• Depositors need to be aware that preparing data for archiving and online distribution is time-consuming, and is still little-recognized institutionally: time spent putting together a beautiful data set and making provisions for its long-time conservation hardly counts at all in career-building.
  • If you nonetheless believe (as we do) that this is an important and worthwhile pursuit, it is best to take archiving goals into account from the earliest steps of data collection. The quality of the data benefits greatly from the efforts that go into the careful design of the data collection procedure.
  • In order to facilitate conversion to logically-structured text (XML) later, it is best to use simple formats, such as a plain text editor (e.g. Notepad++) or a software package such as Toolbox. If you painstakingly typeset glossed texts in a proprietary format such as MS-Word, you will probably have a terrible time converting it to logically structured text later.

Suggestions for data collection

    • Technology evolves rapidly, and the local situations differ greatly from one fieldwork location to another. Will you have access to the power grid? This is not the case in many islands of Oceania, for instance. If there is electricity, are there risks of power outings?

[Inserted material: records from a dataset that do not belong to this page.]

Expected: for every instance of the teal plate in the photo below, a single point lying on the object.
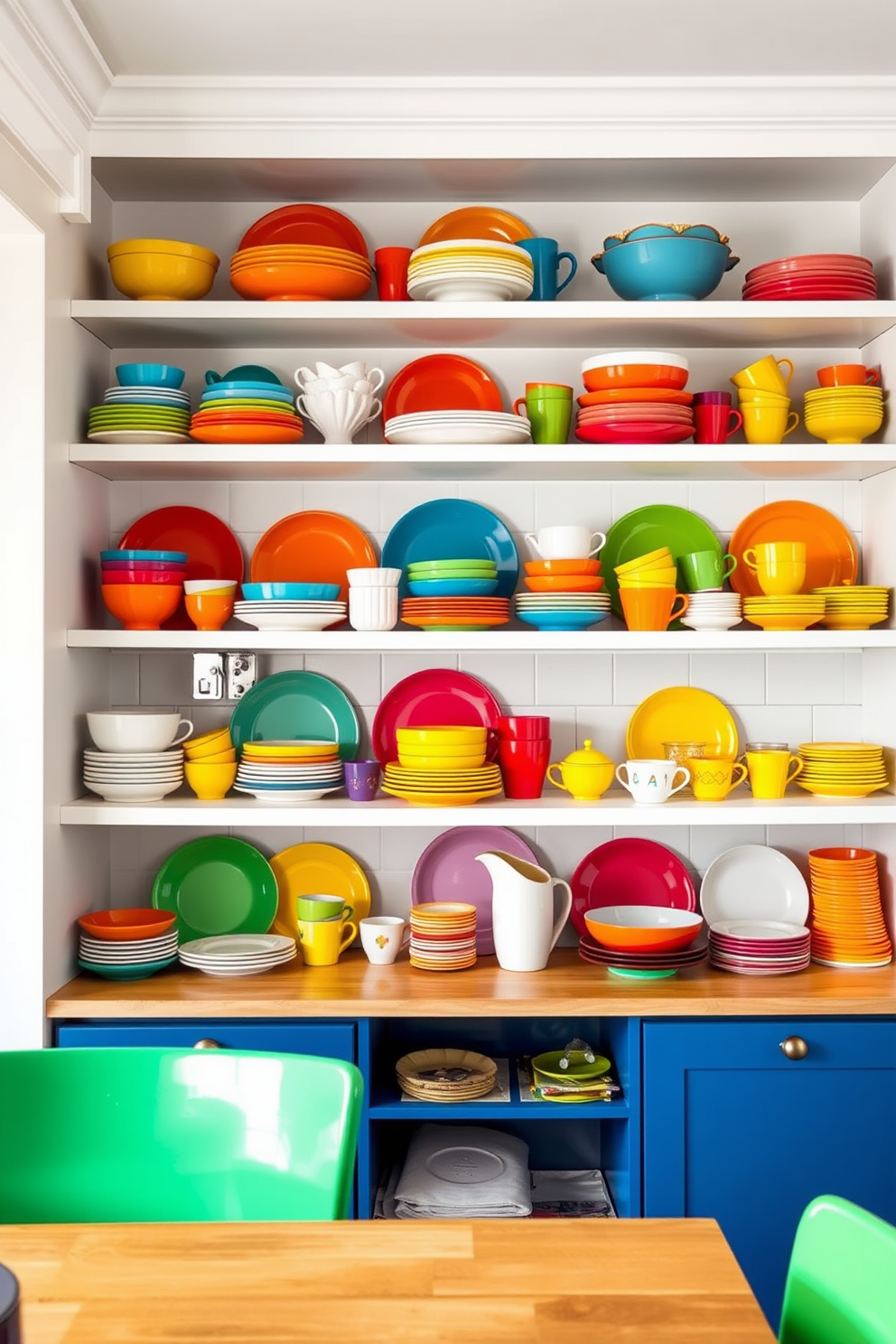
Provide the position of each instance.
(647, 530)
(295, 705)
(217, 884)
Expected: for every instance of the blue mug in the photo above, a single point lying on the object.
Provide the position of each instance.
(546, 258)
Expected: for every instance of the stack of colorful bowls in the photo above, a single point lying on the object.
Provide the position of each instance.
(810, 277)
(634, 397)
(443, 936)
(854, 608)
(469, 270)
(443, 766)
(841, 769)
(281, 771)
(143, 589)
(760, 947)
(454, 594)
(848, 924)
(126, 944)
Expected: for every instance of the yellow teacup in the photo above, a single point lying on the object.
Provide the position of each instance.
(712, 779)
(322, 941)
(770, 771)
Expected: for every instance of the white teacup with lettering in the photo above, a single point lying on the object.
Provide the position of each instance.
(652, 781)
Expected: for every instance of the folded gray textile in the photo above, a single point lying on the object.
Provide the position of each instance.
(463, 1171)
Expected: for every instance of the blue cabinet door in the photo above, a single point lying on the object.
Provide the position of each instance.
(736, 1131)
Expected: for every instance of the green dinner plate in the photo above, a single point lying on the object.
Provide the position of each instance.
(648, 528)
(217, 884)
(295, 705)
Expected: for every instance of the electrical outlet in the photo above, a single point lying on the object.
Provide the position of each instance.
(240, 674)
(209, 677)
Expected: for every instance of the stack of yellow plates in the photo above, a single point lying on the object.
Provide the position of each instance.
(443, 936)
(790, 611)
(841, 769)
(854, 608)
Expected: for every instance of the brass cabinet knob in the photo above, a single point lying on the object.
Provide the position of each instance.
(794, 1047)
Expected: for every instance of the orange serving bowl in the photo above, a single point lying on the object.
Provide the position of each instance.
(123, 925)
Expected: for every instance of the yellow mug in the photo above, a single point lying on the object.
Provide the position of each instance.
(770, 771)
(322, 941)
(712, 779)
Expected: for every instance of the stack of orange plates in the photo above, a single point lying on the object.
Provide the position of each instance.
(848, 924)
(443, 936)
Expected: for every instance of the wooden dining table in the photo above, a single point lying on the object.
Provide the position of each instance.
(512, 1281)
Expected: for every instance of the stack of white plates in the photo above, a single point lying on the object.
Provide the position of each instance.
(133, 776)
(458, 427)
(238, 953)
(290, 616)
(469, 270)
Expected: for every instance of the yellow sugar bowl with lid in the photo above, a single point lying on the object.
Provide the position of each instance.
(584, 773)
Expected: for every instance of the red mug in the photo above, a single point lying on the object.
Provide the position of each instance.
(524, 763)
(714, 422)
(390, 265)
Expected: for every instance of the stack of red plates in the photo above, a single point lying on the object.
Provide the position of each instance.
(760, 947)
(838, 275)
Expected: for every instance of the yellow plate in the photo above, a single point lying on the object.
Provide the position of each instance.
(308, 870)
(680, 714)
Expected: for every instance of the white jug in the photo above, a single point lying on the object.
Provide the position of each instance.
(523, 919)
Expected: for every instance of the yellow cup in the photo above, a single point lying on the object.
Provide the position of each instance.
(322, 941)
(770, 771)
(712, 779)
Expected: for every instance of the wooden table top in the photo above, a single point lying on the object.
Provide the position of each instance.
(565, 988)
(512, 1281)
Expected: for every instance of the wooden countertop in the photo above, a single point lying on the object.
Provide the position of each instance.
(565, 988)
(510, 1281)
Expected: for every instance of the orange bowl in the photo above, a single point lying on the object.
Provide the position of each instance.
(642, 928)
(141, 606)
(121, 925)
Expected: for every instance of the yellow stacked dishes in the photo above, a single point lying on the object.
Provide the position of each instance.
(854, 608)
(843, 769)
(844, 415)
(786, 611)
(443, 936)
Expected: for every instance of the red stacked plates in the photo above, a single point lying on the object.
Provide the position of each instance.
(760, 947)
(830, 275)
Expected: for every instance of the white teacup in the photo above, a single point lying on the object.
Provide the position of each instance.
(383, 937)
(565, 543)
(652, 781)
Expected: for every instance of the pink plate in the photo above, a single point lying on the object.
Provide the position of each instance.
(432, 698)
(448, 871)
(630, 873)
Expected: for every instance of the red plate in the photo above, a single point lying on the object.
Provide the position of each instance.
(314, 226)
(630, 873)
(212, 550)
(429, 699)
(441, 383)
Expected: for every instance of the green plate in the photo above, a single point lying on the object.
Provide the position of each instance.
(648, 528)
(217, 884)
(295, 705)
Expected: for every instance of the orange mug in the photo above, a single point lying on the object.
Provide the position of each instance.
(652, 608)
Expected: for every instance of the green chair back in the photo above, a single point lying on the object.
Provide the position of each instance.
(110, 1136)
(841, 1281)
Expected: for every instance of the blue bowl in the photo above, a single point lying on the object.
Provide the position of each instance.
(678, 267)
(290, 592)
(149, 375)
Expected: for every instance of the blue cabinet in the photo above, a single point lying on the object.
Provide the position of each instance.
(738, 1129)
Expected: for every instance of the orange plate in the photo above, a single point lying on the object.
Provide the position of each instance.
(832, 556)
(312, 547)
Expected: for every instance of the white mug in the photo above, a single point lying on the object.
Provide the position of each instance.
(565, 543)
(383, 937)
(652, 781)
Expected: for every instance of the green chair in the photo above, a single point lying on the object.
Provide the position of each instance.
(112, 1136)
(841, 1280)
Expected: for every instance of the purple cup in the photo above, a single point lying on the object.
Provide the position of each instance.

Some locations have frequent power outings, which can disrupt recording sessions. An Uninterruptible Power Supply may carry you through short power outings. What is the voltage? In case it is low and/or irregular, a voltage stabilizer may be necessary to avoid damage to electronic devices. Last but not least, are the sockets grounded? In the absence of grounding, using electric power from the grid is hazardous because the power differential, which can reach hundreds of volts, tends to leak into electronic devices such as microphones, causing serious electric shocks. A power stabilizer and/or a Uninterruptible Power Supply do not solve the problem of grounding.
    • For recording a good audio signal, the acoustics of the place of recording matters most of all. Reverberation makes recordings unpleasant to listen to, and detracts a lot from audio quality. Clapping in one's hands is enough to get an idea of whether a place is suitable for recording: the less reverberation there is, the better. A room that has wall-to-wall carpet and bookshelves on the walls (and thick curtains) is likely to dampen reverberation efficiently, yielding good results for recording. At the opposite extreme, a room with bare hard surfaces (cement walls, tiling, glass panes without curtains...). The second most important factor is the quality and appropriateness of the microphones. Recording in stereo is recommended, even for recording one speaker: stereo audio opens possibilities for signal processing later on.
    • The recording device (at present, typically a solid-state recorder) should be chosen together with the microphones, so that the recording device provides a level of preamplification that is appropriate for the specific microphones that you will use. Other criteria for choice include solidity (how rugged the device needs to be, in view of the fieldwork location and your working habits), suitability for your purposes (if you want the recorder to be inconspicuous, for instance), and battery life when the device is operated on batteries (some devices consume the power of alkaline batteries within a very short time).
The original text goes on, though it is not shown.